I agree: it is hard -- if not impossible -- to meaningfully interpret the covariance parameters when all free parameters are estimated. However, the substitutiuon patterns that the estimates imply can be observed by forecasting with the model; we do this in exercise 4 below. Also, when structure is placed on the covariance matrix, the estimates are usually easier to interpret; this is explored in exercise 6.]
p2 <- mlogit(choice ~ cost + time, Mo, seed = 21,
R = 100, probit = TRUE)
coef(p2)
## (Intercept):car (Intercept):carpool (Intercept):rail
## 1.87149948 -1.28893595 0.31455318
## cost time car.carpool
## -0.43068703 -0.04752315 0.22888163
## car.rail carpool.carpool carpool.rail
## 0.69781113 1.33071717 -0.56802431
## rail.rail
## 0.71060138
The estimates seem to change more for parameters with larger standard error, though this is not uniformly the case by any means. One would expect larger samplign variance (which arises from a flatter \(\ln L\) near the max) to translate into greater simulation variance (which raises when the location of the max changes with different draws).
The actual shares are :
actShares <- tapply(Mo$choice, Mo$id2, mean)
The predicted shares are :
predShares <- apply(fitted(p1, outcome = FALSE), 2, mean)
rbind(predShares, actShares)
## bus car carpool rail
## predShares 0.1759623 0.4823958 0.06923727 0.2720977
## actShares 0.1788079 0.4812362 0.07064018 0.2693157
sum(predShares)
## [1] 0.9996931
The correspondence is very close but not exact.

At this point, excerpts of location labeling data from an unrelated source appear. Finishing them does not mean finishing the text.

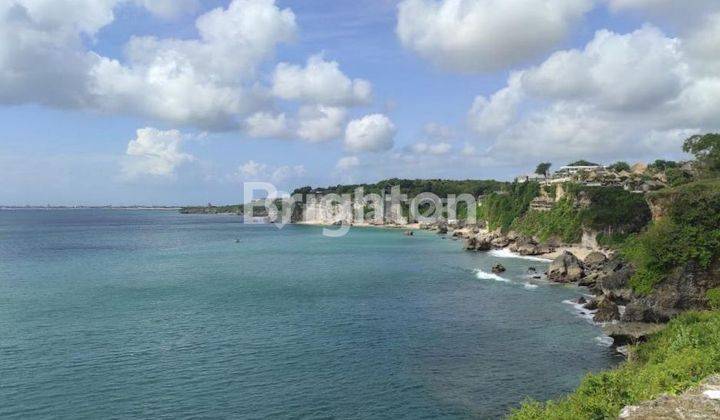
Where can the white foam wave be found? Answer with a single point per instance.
(604, 340)
(506, 253)
(580, 310)
(484, 275)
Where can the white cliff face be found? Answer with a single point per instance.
(324, 212)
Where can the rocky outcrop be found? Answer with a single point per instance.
(624, 333)
(682, 290)
(607, 310)
(595, 260)
(566, 268)
(700, 402)
(498, 268)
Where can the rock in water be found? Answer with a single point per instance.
(624, 333)
(607, 311)
(595, 260)
(700, 402)
(498, 268)
(566, 268)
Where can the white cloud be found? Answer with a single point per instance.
(372, 133)
(631, 95)
(490, 116)
(204, 81)
(319, 82)
(252, 168)
(436, 149)
(483, 35)
(602, 71)
(197, 81)
(321, 123)
(435, 131)
(347, 163)
(170, 9)
(156, 153)
(285, 173)
(256, 171)
(267, 125)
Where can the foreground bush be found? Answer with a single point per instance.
(679, 357)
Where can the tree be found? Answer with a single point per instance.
(619, 166)
(583, 162)
(543, 168)
(706, 149)
(663, 165)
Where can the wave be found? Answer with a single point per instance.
(580, 310)
(484, 275)
(604, 340)
(506, 253)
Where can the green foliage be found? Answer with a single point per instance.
(619, 166)
(611, 209)
(543, 168)
(413, 187)
(677, 358)
(562, 221)
(713, 297)
(583, 162)
(689, 234)
(677, 177)
(501, 209)
(706, 149)
(612, 240)
(661, 165)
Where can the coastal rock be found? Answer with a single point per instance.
(595, 260)
(607, 311)
(500, 242)
(498, 268)
(630, 332)
(683, 289)
(700, 402)
(566, 268)
(591, 305)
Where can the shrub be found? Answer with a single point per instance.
(687, 351)
(562, 221)
(689, 234)
(713, 297)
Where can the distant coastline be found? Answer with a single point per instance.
(133, 207)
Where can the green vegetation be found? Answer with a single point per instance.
(675, 359)
(583, 162)
(662, 165)
(610, 210)
(562, 221)
(713, 297)
(413, 187)
(501, 209)
(706, 149)
(543, 168)
(619, 166)
(612, 240)
(688, 234)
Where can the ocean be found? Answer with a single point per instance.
(147, 314)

Note: Simulated GHK probabilities do not necessarily sum to one over alternatives. This summing-up error at the individual level tends to cancel out when the probabilities are averaged over the sample. The forecasted shares (ie, average probabilities) sum to 0.9991102, which is only slightly different from 1.
Mo2 <- Mo
Mo2[idx(Mo2, 2) == 'car', 'cost'] <- Mo2[idx(Mo2, 2) == 'car', 'cost'] * 2
newShares <- apply(predict(p1, newdata = Mo2), 2, mean)
cbind(original = actShares, new = newShares,
change = round((newShares - actShares) / actShares * 100))
## original new change
## bus 0.17880795 0.2517897 41
## car 0.48123620 0.1689331 -65
## carpool 0.07064018 0.1432554 103
## rail 0.26931567 0.4356097 62
Substitution is not proportional. Carpool gets the largest percent increase.